Republic of the Philippines
G.R. No. 73162 October 23, 1989
PHILIPPINE VETERANS BANK, petitioner,
INTERMEDIATE APPELLATE COURT (now Court of Appeals), Hon. ANGEL DAQUIGAN, Deputy Sheriff OSCAR GUASCH and EMILIANA DOBLON, respondents.
This is a petition for review on certiorari filed by the Philippine Veterans Bank seeking the reversal of the decision of the respondent Intermediate Appellate Court (now Court of Appeals) dated November 6,1985, dismissing for lack of merit the special civil action for certiorari docketed as A.C.-G.R. S.P. No. 06558, entitled "Philippine Veterans Bank v. Hon. Angel Daquigan, as Judge of the Regional Trial Court of Manila, et al.", and its resolution dated December 5, 1985 denying petitioner's motion for reconsideration.
The antecedent facts in the instant case are as follows:
On March 29, 1984, private respondent Emiliana C. Doblon filed an action against petitioner Philippine Veterans Bank for reformation of instrument and damages with prayer for a writ of preliminary injunction. The complaint was docketed as Civil Case No. 84- 23585 with the Regional Trial Court, National Capital Region, Branch 13, Manila.
After petitioner bank had filed its answer, the court, on September 20, 1984, rendered a summary judgment, the dispositive portion of which states, inter alia:
WHEREFORE, judgment is hereby rendered in favor of the plaintiff and against the defendant:
x x x.
b) condemning the defendant to pay the plaintiff the amount of P221,000.00, with legal interest, representing actual damages suffered by the plaintiff on account of the forfeiture of the same amount by Majait Construction which plaintiff paid to the latter as evidenced by Exhibit 'N', 'N-l', 'N-2' and 'N-3';
c) directing the defendant to pay the plaintiff the amount of P2,500.00 a day equivalent to twenty-five (25%) per cent of P10,000.00 representing loss of income or profit to the plaintiff starting April 1, 1984, up to the time the latter shall have been physically placed or restored to the peaceful and adequate enjoyment and possession of the unfinished market building complex included in the lease;
x x x.
SO ORDERED (pp. 83-84, Rollo).
The petitioner bank moved to reconsider the decision of the lower court. On December 28, 1984, the respondent judge denied the said motion for reconsideration.
On January 24, 1985, petitioner filed its notice of appeal with the respondent court. The latter denied the petitioner's appeal on February 20, 1985 and ordered the issuance of the writ of execution for the enforcement of the summary judgment.
On February 26, 1985, the petitioner filed with the then Intermediate Appellate Court (IAC), now Court of Appeals (CA), a petition for certiorari, prohibition and mandamus (A.C.-G.R. 05529) to set aside the orders of respondent trial judge.
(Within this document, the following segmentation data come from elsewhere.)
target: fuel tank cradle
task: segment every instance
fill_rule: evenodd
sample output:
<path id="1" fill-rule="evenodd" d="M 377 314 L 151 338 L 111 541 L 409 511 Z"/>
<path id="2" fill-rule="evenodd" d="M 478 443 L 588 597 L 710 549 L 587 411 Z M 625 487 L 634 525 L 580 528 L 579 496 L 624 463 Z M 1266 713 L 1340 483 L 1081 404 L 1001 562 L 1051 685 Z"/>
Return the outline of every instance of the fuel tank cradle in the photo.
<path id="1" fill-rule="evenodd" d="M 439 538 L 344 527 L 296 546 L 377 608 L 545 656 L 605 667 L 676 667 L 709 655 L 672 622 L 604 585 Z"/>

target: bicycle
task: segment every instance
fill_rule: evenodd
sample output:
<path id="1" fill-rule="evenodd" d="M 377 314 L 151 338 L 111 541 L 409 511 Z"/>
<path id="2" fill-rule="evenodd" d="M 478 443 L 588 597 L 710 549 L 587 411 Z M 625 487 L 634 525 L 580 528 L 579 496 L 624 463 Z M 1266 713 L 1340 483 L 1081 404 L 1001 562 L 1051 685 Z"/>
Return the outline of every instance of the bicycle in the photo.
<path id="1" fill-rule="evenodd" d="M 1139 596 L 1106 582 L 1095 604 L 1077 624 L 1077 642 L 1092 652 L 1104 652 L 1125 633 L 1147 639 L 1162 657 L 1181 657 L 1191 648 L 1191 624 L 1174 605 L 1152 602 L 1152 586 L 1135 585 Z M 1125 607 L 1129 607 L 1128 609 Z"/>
On March 26,1985, the appellate court dismissed the petition for lack of merit. The case was thereafter elevated to this court thru a petition for review (G.R. 70482), which We denied in a resolution dated May 8, 1985.
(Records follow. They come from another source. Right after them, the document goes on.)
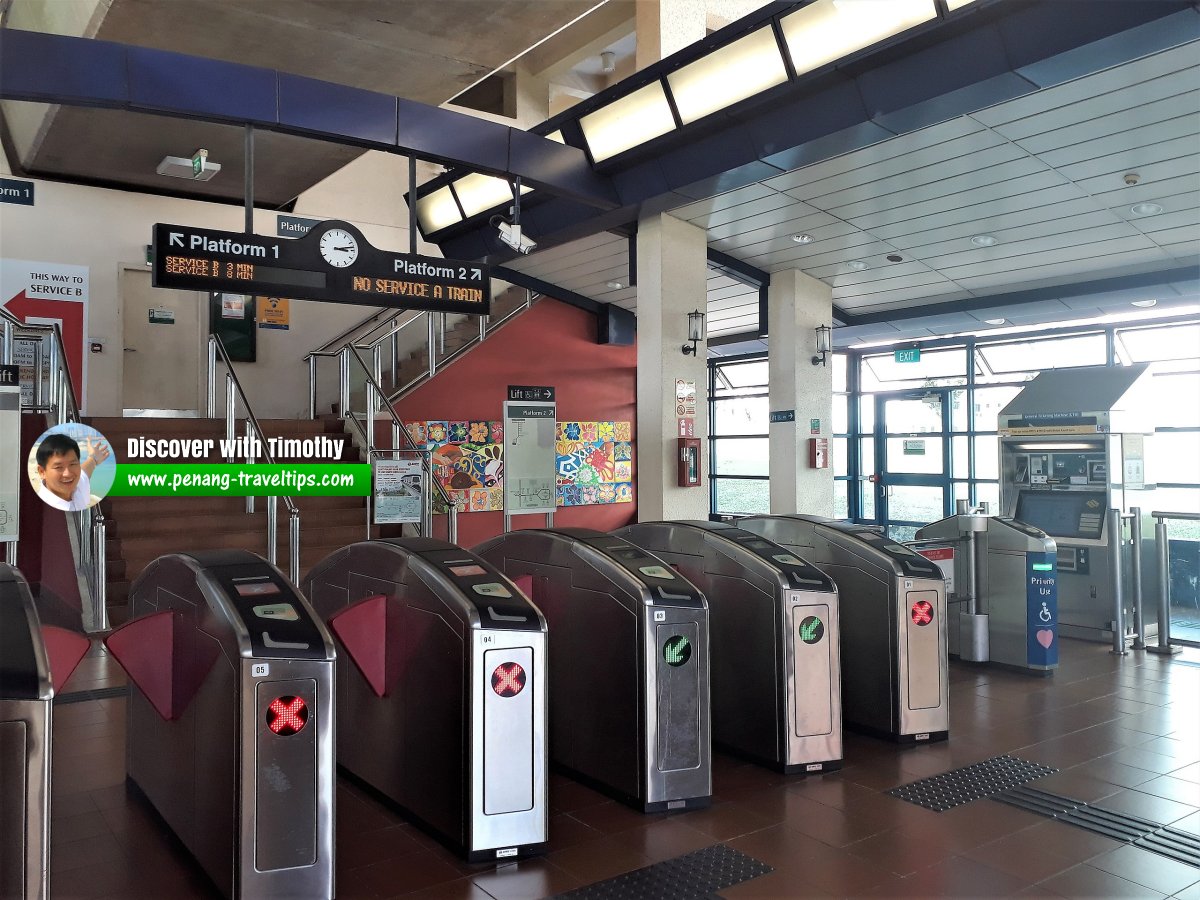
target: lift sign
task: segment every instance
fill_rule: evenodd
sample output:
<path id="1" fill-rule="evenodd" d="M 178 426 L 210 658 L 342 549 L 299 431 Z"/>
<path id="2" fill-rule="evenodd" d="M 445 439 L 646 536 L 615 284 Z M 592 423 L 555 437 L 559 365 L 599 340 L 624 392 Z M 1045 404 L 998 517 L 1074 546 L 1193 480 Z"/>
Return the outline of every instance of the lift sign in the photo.
<path id="1" fill-rule="evenodd" d="M 276 697 L 266 708 L 266 727 L 280 737 L 304 731 L 308 724 L 308 706 L 300 697 Z"/>
<path id="2" fill-rule="evenodd" d="M 492 672 L 492 690 L 502 697 L 515 697 L 524 690 L 524 670 L 517 662 L 502 662 Z"/>
<path id="3" fill-rule="evenodd" d="M 683 635 L 668 637 L 662 644 L 662 659 L 671 667 L 678 667 L 691 659 L 691 641 Z"/>

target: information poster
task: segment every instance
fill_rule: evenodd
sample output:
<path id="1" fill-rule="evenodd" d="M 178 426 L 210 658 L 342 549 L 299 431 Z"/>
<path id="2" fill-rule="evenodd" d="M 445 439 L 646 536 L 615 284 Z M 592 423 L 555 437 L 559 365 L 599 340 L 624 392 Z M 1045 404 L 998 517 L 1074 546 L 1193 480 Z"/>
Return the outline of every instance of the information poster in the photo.
<path id="1" fill-rule="evenodd" d="M 0 366 L 0 460 L 20 458 L 20 371 Z M 0 467 L 0 544 L 17 540 L 17 498 L 24 466 Z"/>
<path id="2" fill-rule="evenodd" d="M 510 397 L 524 396 L 524 386 L 515 388 Z M 504 404 L 504 510 L 509 515 L 554 511 L 556 404 L 553 389 L 545 390 L 548 401 L 509 400 Z"/>
<path id="3" fill-rule="evenodd" d="M 420 522 L 425 473 L 419 458 L 374 460 L 371 464 L 374 524 Z"/>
Meanwhile, the Monetary Board of the Central Bank issued M.B. Resolution No. 364 dated April 25, 1985, thereby placing Philippine Veterans Bank under receivership pursuant to Section 29 of R.A. No. 265, as amended, otherwise known as The Central Bank Act (See pp. 139 and 264, Rollo).
On May 15, 1985, private respondent Emiliana Doblon filed an ex-parte motion for alias writ of execution which was opposed by the petitioner bank on the ground that the latter is under receivership and that all claims against it cannot be enforced until after liquidation. On the same date, the respondent judge granted the said motion for the writ of execution.
On June 7, 1985, the Monetary Board of the Central Bank issued a report on the receivership of Philippine Veterans Bank as of May 31, 1985, and confirmed that the latter can no longer resume business with safety to its depositors, creditors and the general public. It also ordered the liquidation of PVB pursuant to Section 29 of R.A. No. 265, as amended, in accordance with the liquidation plan and rules and regulations approved under Resolution No. 364 dated April 25, 1985.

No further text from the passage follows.